One of the things that make Shaw such an effective teacher is her fervent belief that urban planning actually matters. She ensures her students have practical skills that they get to test immediately in the communities served by Vancouver Island University.

“In many university programs and courses, you go to a classroom and you read books. In Pam Shaw’s classes, you go into the communities and you work with them on meaningful projects that actually affect people’s lives,” says Graham Sakaki, the research and community engagement coordinator at VIU’s Mount Arrowsmith Biosphere Region Research Institute, where Shaw is the research director. Sakaki was also one of the first graduates from VIU’s new master’s of community planning program. It’s no coincidence that Shaw directs that program as well.

“It definitely influenced my decision that I would be working with Pam,” he says. “I knew that working with her would connect me to the entire community and I would see my work take shape in the community.”

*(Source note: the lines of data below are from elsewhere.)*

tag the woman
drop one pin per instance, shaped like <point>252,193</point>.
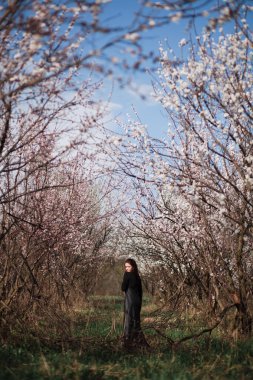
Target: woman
<point>132,287</point>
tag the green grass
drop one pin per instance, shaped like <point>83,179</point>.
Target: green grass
<point>93,351</point>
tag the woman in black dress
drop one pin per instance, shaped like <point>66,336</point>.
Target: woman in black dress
<point>132,287</point>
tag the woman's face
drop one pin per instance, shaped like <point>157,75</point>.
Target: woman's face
<point>128,267</point>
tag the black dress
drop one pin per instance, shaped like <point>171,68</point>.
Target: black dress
<point>132,287</point>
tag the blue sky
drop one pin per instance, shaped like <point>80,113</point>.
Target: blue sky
<point>123,100</point>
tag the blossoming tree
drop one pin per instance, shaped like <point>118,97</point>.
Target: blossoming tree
<point>193,204</point>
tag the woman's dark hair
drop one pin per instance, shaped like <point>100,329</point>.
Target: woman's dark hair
<point>132,262</point>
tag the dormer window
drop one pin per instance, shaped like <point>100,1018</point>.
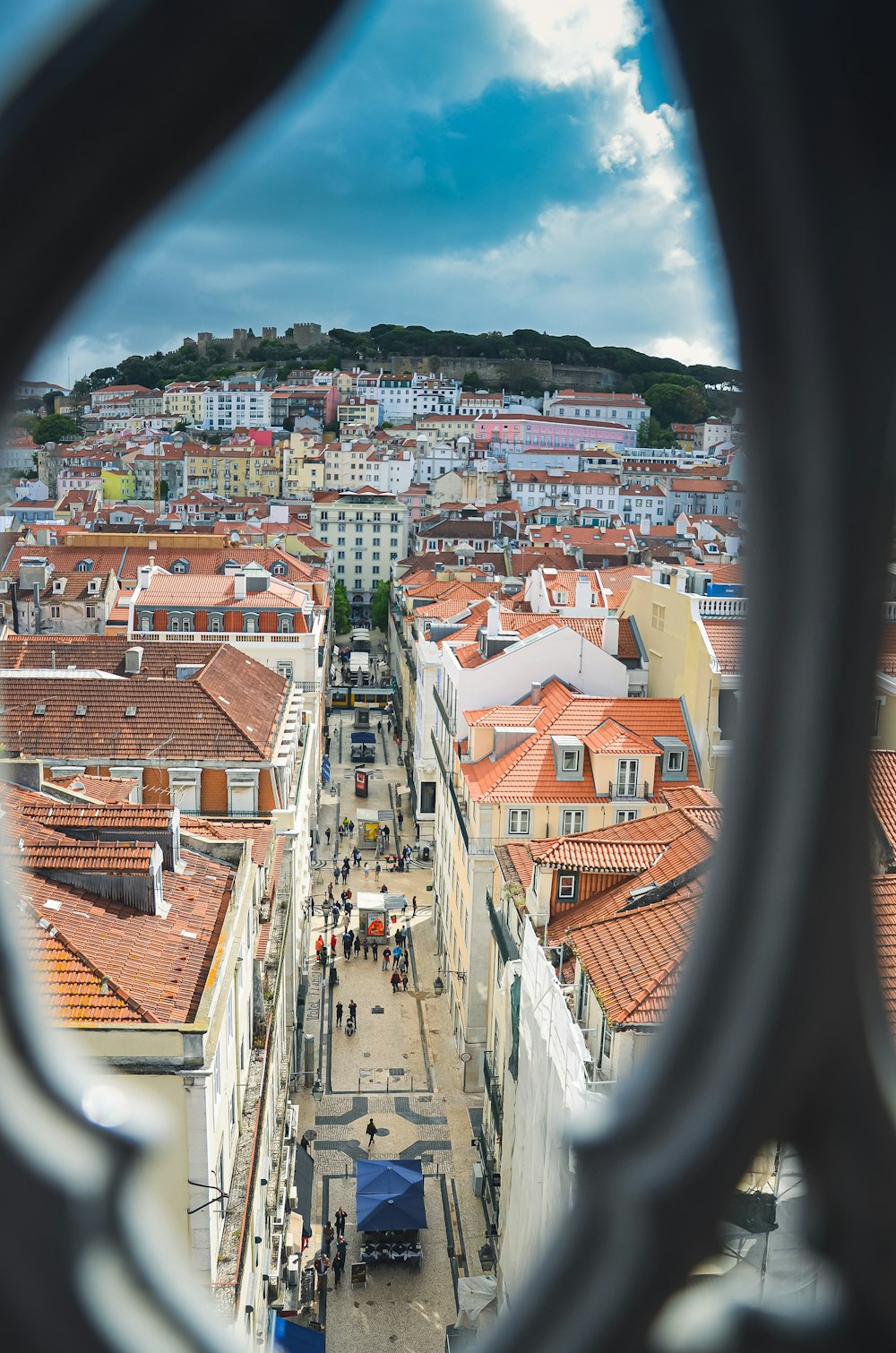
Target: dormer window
<point>675,762</point>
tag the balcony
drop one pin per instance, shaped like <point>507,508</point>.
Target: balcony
<point>493,1090</point>
<point>625,795</point>
<point>504,939</point>
<point>721,608</point>
<point>448,719</point>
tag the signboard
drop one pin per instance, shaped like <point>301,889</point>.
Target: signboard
<point>306,1289</point>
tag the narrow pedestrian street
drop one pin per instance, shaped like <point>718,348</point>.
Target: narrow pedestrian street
<point>400,1068</point>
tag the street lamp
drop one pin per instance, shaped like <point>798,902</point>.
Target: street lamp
<point>450,971</point>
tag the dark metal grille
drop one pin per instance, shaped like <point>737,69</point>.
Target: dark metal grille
<point>793,110</point>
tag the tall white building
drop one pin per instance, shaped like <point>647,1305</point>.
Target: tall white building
<point>236,408</point>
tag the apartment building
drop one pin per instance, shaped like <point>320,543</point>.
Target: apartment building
<point>556,763</point>
<point>236,406</point>
<point>691,621</point>
<point>44,601</point>
<point>235,748</point>
<point>570,403</point>
<point>183,401</point>
<point>272,620</point>
<point>237,471</point>
<point>367,532</point>
<point>168,960</point>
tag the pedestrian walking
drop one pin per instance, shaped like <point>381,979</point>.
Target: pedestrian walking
<point>321,1268</point>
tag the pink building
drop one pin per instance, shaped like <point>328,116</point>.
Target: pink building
<point>517,432</point>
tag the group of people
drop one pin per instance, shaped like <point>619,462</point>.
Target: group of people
<point>323,1264</point>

Shaw credits her pragmatic pedagogical approach to the 20 years she spent as a professional planner between her master’s and her Ph.D. “You don’t have the luxury of engaging in activities just for the fun of that activity—you need to be getting something done,” she says. “I’m always looking for ways to engage students, share and gain knowledge and apply it in practical ways.”

Shaw and her students have worked with several Vancouver Island First Nations, as well as many local municipalities and community groups.

“The community and the First Nation, ideally, gain some useful info from the project, and for the students, it’s an enormous opportunity to be able to present to real clients,” she says. “It also develops in them that sense of citizenship that comes from being engaged with community. Ultimately, I hope it changes their lens on the world.”